In a recent fall meeting with both principals and assistant principals, I loudly said we need to be tougher on the very few students who are purposely not meeting our expectations and taking precious time and resources away from the majority of kids doing the right things all the time. Although it was not said, I am sure my request caught them by surprise. It was important to follow that request up by telling them the district-level administration will support them when the parent of the adversely behaving student wants to discuss the issue further.
So, what is the plan for the large majority of our kids who are meeting our elevated standards and expectations each and every day? I have to say I am very proud of the response of the campus principals to my insistence that we have Positive Behavior Intervention Support in all of our schools.
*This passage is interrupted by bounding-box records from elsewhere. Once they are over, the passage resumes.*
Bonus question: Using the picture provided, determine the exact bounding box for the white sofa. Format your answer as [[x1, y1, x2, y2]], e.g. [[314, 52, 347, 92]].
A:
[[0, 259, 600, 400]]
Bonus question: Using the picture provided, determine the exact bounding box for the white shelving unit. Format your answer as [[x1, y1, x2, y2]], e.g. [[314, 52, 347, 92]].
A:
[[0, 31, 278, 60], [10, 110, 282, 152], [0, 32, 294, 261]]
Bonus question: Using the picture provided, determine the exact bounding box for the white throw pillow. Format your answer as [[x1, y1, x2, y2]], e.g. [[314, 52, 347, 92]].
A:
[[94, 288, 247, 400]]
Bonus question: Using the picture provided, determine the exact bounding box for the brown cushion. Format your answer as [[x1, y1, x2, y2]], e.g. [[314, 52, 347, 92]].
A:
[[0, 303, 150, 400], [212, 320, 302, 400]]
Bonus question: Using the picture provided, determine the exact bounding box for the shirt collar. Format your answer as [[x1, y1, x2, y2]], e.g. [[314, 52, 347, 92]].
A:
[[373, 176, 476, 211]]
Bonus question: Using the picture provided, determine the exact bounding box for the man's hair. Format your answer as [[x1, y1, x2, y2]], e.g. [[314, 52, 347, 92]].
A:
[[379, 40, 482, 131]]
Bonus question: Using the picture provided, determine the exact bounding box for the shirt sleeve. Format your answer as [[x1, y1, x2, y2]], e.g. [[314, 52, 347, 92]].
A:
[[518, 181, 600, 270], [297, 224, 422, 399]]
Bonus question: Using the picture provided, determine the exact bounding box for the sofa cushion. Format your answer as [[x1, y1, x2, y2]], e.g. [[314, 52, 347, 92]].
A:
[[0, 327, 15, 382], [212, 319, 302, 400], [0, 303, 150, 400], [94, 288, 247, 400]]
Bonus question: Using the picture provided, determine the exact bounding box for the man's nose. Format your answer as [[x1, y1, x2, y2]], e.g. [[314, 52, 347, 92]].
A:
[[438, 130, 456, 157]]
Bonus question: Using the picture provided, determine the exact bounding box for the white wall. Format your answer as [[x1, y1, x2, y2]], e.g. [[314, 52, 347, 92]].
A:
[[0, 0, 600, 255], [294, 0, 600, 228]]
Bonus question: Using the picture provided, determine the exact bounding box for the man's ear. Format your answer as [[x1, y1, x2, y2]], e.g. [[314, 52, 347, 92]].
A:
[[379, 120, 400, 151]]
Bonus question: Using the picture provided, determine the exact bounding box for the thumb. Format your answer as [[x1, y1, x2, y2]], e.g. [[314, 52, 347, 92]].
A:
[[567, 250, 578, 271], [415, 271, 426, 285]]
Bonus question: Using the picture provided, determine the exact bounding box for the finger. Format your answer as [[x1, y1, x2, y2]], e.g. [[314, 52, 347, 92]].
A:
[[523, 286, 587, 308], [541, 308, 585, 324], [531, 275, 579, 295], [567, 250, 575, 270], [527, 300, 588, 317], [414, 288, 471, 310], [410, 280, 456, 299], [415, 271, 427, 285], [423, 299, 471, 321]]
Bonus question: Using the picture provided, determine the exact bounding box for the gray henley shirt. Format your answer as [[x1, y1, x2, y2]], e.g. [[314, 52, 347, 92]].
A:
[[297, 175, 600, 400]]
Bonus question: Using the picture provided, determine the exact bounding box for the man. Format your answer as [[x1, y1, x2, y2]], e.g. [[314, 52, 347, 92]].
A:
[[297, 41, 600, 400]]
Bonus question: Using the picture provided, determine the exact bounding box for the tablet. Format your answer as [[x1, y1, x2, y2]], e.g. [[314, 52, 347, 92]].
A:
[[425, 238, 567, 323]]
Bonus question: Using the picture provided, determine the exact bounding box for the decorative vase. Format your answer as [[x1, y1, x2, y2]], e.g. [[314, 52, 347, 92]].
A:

This was a new thought for campus leadership when I introduced this during an early summer meeting, and I required each campus to have this in place and use this as an incentive for grades, attendance, and behavior.
The campus leadership and their creation of a campus behavior committee have had a profound influence on what is making this work. The intent was to have rewards and incentives in place for kids to reach for and it is working. The most apparent area we can all clearly see right now is the impact it has had on student attendance. Student attendance is a primary tenet of any school system. Our teachers could come up with the perfect academic lesson for our students and it just wouldn’t matter if the kids were not there to be a part of it.
As the Spring semester unfurls its vibrant promise, the palpable excitement in the air is amplified by the noticeable shifts in adult behaviors across all of our campuses. With a fresh start comes renewed enthusiasm, and the changed leadership at all the schools additionally ushers in a wave of innovative perspectives and strategies. This leadership transition injects a dynamic energy that permeates both through classrooms and hallways, creating an environment ripe for growth and positive change.
Moreover, the implementation of PBIS in all schools underscores a district commitment to fostering a constructive and inclusive learning atmosphere. The introduction of PBIS signifies a collective effort to nurture not just academic development of our kids, but also social and emotional well-being, emphasizing a holistic approach to education that promises to make this Spring semester a transformative chapter in the educational journey. As the educational landscape evolves, the confluence of these factors paints a promising picture of a semester teeming with possibilities and positive transformations.